Effect of Heat-Treatment Temperature of Carbon Gels on Cathode Performance of Lithium-Air Batteries

Abstract

Due to their high theoretical energy density, lithium-air batteries (LABs) are expected to become the standard secondary battery system of the next generation. However, for practical usage, their cycle performance needs to be improved. Thus far, few studies have investigated how the structure of carbon cathode materials affects their cycle performance. In this study, meso- to macro-porous carbon gels (CGs) heat-treated at different temperatures were prepared, and were used as model materials to discuss the relationship between carbon structure and cycle performance.

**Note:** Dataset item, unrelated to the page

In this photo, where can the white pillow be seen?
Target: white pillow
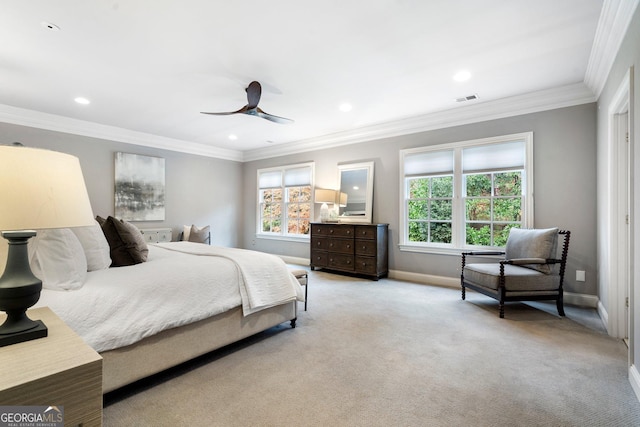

Nitrogen adsorption experiments, X-ray diffraction analysis, Raman spectroscopy analysis, and thermal gravimetric analysis were conducted to derive the pore structure, crystal structure, carbon bonding state, and oxidation resistance of CGs, respectively. In addition to standard analysis methods, temperature program desorption measurements were conducted under vacuum to aid the analysis of surface oxygen-containing functional groups. Charge–discharge measurements indicated that cycle performance improves when the carbons were heat-treated at higher temperatures. Functional groups on the carbon surface were found to promote side reactions and reduce reversible capacity. Defects in the carbon are thought to promote uneven deposition of deposits which tend to cause the sudden “death” of LAB.